Great site you guys have here. I have a 37 ford truck and a 38 ford sedan I will be building soon and was thinking about using Mustang ll clips and use the left over parts on my next Model a. I have built 3 model a's from the ground up but all had I beam front axles. I hate the idea of buying a "kit" and was hoping someone could send me in the right direction regarding removing a clip from a junker. Should I just cut the frame removing the crossmember and all(on the mustang) or take off the all the front end parts and make my own crossmember. Any info would be appreciated! Thanks, Ed
I would buy a crossmember kit from one of the aftermarket companies. (I am happy with the one I got from Ch***is Engineering. I would also buy the lower control arms from an aftermarket company. (They make em wider to eliminate the strut rod set up) Then get the spindles and upper control arms from the junkyard off a pinto. FONZI
There is a nice new crossmember in cl***ifieds- its a weld it yourself kit. 150 dollars. If you really wanna cut out an original one[we all used to in old days ],...... Do a rough cut in front and behind crossmember with a torch about 3" both ends from crossmember-drop out all the frt suspension from car.... [Once cut out of car]......un ***emble/remove the bolt on parts from the crossmember.... cut the metal where outer Tower attaches to frame rails. Then turn upside down ,and wire brush clean the area inside spring towers lower area that attaches to the cross peice... There you will now clearly see 6 large rosette type spot welds. Cut a circle around each with the torch[an outside job definitely ] Then hit the crossmember with a large BFH a couple O whacks. There ya go.....Now don't that 150 dollar crossmember sound cheap?

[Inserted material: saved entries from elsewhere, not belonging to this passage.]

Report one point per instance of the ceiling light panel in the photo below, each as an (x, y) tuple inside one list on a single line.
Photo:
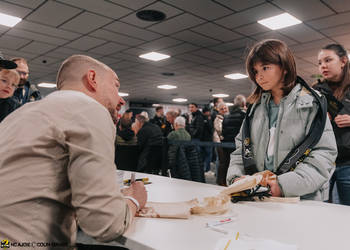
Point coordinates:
[(154, 56), (280, 21)]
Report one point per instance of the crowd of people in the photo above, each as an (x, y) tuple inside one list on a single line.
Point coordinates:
[(57, 154)]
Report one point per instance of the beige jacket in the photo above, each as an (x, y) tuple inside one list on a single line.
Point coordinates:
[(57, 169)]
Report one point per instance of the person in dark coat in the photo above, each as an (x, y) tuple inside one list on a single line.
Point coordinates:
[(149, 139), (26, 92), (231, 126), (9, 79)]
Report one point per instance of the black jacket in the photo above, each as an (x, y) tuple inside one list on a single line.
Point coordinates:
[(31, 94), (150, 139), (163, 124), (7, 105), (232, 123), (187, 165), (342, 135), (197, 125)]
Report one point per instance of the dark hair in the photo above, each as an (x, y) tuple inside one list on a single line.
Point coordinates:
[(340, 51), (125, 123), (159, 108), (271, 51)]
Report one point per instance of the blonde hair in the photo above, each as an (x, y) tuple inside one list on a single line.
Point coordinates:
[(11, 73)]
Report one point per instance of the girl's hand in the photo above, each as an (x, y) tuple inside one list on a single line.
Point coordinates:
[(342, 121)]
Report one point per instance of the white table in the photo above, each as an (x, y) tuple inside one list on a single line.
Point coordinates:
[(307, 224)]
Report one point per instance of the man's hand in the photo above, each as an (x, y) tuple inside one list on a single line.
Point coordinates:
[(342, 121), (138, 191), (275, 188)]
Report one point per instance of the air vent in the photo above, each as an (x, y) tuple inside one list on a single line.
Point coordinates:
[(151, 15), (168, 74)]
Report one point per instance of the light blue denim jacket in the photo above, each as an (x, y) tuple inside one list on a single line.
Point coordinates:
[(310, 179)]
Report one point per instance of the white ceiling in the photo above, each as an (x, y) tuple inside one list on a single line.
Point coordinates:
[(205, 38)]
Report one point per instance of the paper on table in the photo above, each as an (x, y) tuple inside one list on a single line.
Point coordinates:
[(252, 244)]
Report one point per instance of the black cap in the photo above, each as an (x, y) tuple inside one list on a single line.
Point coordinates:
[(6, 64)]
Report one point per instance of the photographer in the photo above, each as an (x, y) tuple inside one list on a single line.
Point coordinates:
[(334, 66)]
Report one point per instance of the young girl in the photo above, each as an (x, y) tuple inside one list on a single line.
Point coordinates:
[(334, 66), (280, 117), (9, 79)]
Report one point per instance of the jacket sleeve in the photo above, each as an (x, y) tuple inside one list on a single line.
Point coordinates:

Thanks for the fast responses. I'll check out the one in the cl***ifieds but I'll probably try cutting one out. I have several to choose from for free. Besides I just like the idea of doing things without the "kit". (no disrespect intended to anyone who uses a kit!) I think learning how to do it from scratch is always worth the effort! Ed
I'm no fan of "cutouts" but if you do-- gusset up the spring towers, they were known for sagging and distorting, hence the development of aftermarket crossmembers. Also- forget about the faxctory strut rod mounts, fab' your own.

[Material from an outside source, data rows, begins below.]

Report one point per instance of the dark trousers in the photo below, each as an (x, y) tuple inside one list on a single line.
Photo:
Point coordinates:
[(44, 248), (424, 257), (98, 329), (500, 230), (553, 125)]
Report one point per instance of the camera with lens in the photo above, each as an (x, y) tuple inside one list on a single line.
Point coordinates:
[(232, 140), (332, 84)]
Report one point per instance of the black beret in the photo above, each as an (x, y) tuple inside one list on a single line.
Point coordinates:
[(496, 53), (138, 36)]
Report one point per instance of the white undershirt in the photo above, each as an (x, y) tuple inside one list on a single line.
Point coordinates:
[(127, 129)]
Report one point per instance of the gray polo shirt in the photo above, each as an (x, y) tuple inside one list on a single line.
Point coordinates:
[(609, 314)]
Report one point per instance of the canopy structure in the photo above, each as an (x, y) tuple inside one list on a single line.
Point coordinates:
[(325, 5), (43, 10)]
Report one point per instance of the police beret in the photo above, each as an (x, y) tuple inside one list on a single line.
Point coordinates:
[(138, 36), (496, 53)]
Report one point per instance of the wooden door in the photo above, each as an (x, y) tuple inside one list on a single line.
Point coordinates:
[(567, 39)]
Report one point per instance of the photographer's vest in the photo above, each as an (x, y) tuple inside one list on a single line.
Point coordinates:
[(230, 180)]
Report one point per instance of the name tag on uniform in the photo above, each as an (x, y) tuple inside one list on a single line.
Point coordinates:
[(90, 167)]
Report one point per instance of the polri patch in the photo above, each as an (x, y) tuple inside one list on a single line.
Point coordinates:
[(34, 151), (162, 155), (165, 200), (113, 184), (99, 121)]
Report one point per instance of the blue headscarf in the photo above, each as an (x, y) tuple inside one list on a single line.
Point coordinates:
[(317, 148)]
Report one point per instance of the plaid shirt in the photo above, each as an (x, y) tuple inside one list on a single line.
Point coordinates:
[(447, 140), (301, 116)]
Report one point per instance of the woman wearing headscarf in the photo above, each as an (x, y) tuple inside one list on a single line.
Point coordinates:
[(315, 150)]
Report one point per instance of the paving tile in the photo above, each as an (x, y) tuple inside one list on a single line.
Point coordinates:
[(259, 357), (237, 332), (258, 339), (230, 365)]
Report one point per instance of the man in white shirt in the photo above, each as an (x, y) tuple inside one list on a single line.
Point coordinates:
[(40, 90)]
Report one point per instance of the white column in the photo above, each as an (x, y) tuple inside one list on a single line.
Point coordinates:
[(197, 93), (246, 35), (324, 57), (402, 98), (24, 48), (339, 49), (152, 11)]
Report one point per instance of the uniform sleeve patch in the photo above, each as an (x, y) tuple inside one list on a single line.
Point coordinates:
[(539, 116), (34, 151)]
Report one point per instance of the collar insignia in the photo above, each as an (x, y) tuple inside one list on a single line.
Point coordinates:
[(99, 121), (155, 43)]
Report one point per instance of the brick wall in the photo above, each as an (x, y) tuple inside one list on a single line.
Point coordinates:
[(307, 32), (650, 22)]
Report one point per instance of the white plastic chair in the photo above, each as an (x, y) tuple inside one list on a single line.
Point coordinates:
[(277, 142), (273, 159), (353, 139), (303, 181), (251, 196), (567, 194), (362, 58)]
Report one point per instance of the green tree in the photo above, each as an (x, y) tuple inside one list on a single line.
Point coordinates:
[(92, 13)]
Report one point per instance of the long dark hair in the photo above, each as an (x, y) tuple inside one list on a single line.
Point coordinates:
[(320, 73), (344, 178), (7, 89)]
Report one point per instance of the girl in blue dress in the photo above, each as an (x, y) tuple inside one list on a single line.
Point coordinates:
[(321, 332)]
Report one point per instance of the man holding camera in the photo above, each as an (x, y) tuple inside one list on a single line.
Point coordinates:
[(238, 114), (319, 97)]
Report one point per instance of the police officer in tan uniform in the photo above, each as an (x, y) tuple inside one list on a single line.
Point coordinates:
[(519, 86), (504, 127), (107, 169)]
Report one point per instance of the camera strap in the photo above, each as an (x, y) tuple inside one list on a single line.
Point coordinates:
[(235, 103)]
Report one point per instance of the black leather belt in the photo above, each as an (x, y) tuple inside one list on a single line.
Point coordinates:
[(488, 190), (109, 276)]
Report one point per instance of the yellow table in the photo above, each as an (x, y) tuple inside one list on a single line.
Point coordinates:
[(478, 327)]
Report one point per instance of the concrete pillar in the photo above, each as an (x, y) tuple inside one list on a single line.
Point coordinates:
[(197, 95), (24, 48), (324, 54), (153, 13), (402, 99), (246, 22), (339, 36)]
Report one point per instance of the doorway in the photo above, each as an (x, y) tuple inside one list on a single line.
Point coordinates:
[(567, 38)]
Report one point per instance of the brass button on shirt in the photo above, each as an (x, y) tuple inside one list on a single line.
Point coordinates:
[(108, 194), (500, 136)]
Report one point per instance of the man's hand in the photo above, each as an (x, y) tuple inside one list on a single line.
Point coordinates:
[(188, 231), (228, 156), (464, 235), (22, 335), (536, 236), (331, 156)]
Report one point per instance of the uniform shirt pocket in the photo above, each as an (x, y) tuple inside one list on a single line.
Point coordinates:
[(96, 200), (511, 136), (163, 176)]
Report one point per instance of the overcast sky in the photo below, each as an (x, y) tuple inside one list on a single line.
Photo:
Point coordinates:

That's exactly what I did once. The only problem using a donated oem vs an aftermarket is the pinion angle. The aftermarket rack brackets are built in at an angle sufficient to allow the steering pinion to go under the motor mounts thus eliminating an extra Ujoint.
I put a stock Ford MII crossmember in my Chevy, and before that, I helped my Dad put one in a 46 Chevy he used to own. Though both cars drive very nice, I'd have a lot of misgivings about doing it again. (I did as choprods described above.) Of course the Chevys have a different style of rame rail from the Fords since the Chevys are already kinda boxed... which means that much more work on the Ford. Having done all that, those $400 crossmembers aren't as expensive as you first think. They will DRASTICALLY reduce your install time (we're talking days, not hours). Plus, as mentioned above, the kits are a more aesthetically attractive install. Another issue is the fact that I also eventually added triangulated lower arms, brackets to mount the steering rack at an angle like the afternarket ones, and a CE sway bar... all improvements, but it woulda been a lot easier and less expensive if I'd have just gone w/ a kit. Oh, don't forget adding bigger brakes and 5-lug rotors. Oh, and the junkyard rack I used turned out to be worn out, so I had to get a new one almost as soon as I did the install. (That seems to happen with almost every "used" part I put on my car... ) I've installed kits from TCI, Heidt's, and Fatman's, and have worked on a couple of cars that had the Ch***is Engineering deal in them. I was most impressed with the CE. I can't really tell the difference between Heidt's and TCI's (both are acceptable, but I still think the CE kit is stronger), and Fatman's seems crude but effective (as well as taking a little longer to install).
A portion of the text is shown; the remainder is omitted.